While her eyes watched the scene she knew so well, her thoughts were busy with herself. The years had passed too quickly, even for her. They had been happy years and good ones, and she had dreaded womanhood and change. She had felt almost a daughter in the house, but not quite, and in the last few days, during the strange foreign feast, she had realized she was alien to this family that had bought her. Compel her mind as she might, she could not remember her own mother’s face or her father’s voice. A castaway child, stolen perhaps from her home, or sold, she had been sold again.

“Who sold me to you, Lady?” she had once asked Madame Ezra.

“A dealer in children,” Madame Ezra had replied.

“Had he many like me?” she had asked next.

“He had twenty little girls, and two boys,” Wang Ma had put in. “I wonder, Lady, that you did not get a boy for our young master.”

“My son’s father wanted the girl,” Madame Ezra had replied. “I believe he took a fancy to Peony because she had such big eyes.

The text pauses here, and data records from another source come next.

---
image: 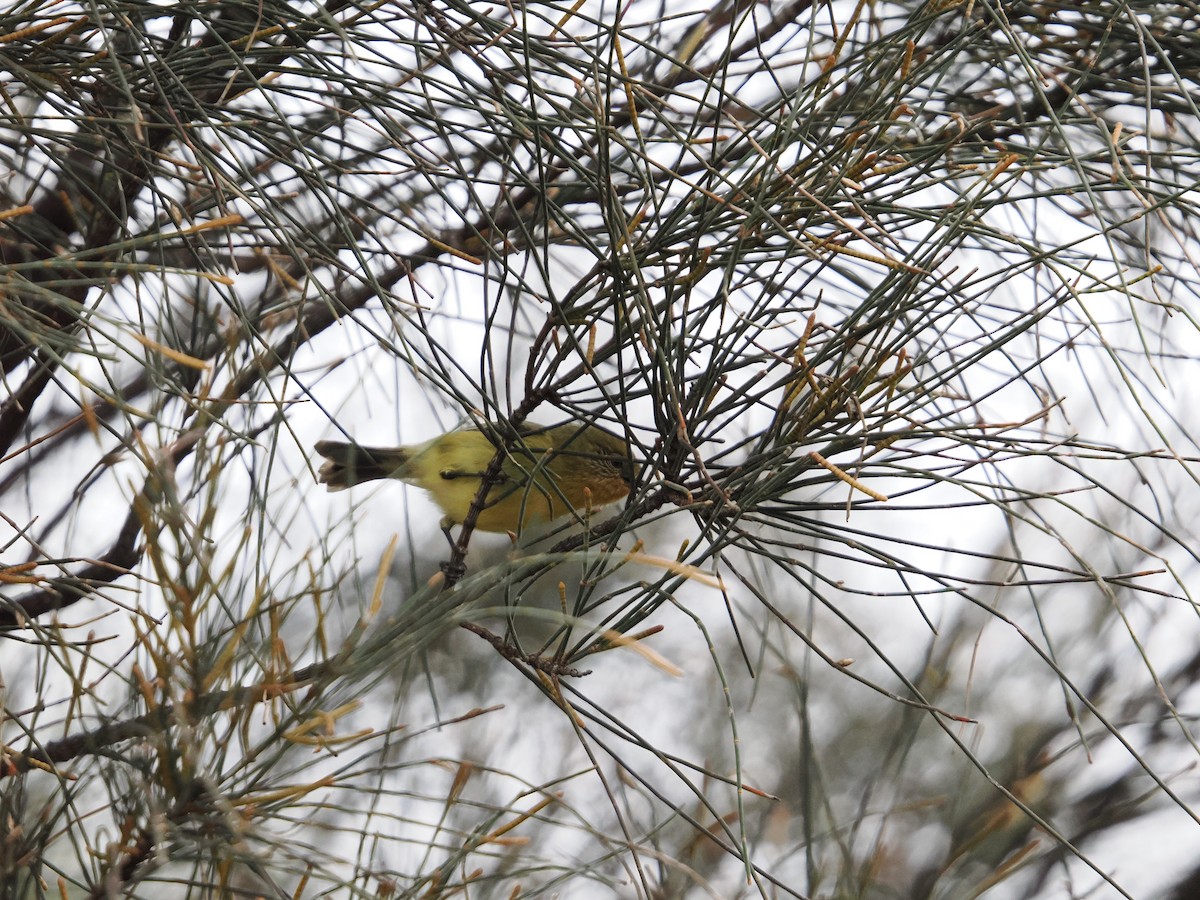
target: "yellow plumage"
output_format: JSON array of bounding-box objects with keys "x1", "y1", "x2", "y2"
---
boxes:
[{"x1": 316, "y1": 422, "x2": 634, "y2": 532}]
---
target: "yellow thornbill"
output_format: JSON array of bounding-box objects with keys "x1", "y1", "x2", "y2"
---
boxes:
[{"x1": 314, "y1": 422, "x2": 635, "y2": 532}]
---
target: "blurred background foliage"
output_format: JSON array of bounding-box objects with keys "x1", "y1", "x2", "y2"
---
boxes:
[{"x1": 0, "y1": 0, "x2": 1200, "y2": 900}]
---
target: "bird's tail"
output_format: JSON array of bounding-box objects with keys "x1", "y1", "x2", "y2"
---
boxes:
[{"x1": 313, "y1": 440, "x2": 410, "y2": 491}]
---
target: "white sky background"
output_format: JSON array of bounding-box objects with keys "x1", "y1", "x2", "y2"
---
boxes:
[{"x1": 5, "y1": 0, "x2": 1198, "y2": 898}]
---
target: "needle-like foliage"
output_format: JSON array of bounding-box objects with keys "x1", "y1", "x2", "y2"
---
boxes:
[{"x1": 0, "y1": 0, "x2": 1200, "y2": 900}]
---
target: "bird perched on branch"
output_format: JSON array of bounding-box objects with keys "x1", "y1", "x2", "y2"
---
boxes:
[{"x1": 314, "y1": 422, "x2": 635, "y2": 532}]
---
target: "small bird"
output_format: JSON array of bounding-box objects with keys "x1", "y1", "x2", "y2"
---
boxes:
[{"x1": 313, "y1": 422, "x2": 635, "y2": 533}]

You were very thin, child. I remember you ate until we were frightened.”

Riding along in the crowded street, high on men’s shoulders, Peony considered her fate. Outside the house of Ezra she knew no one, she had not a friend. All were strangers to her as were these passers on the street. Tears brimmed her eyes. Where could she ever go to find friends or family? Therefore must she stay where she was and cling to the only house she knew.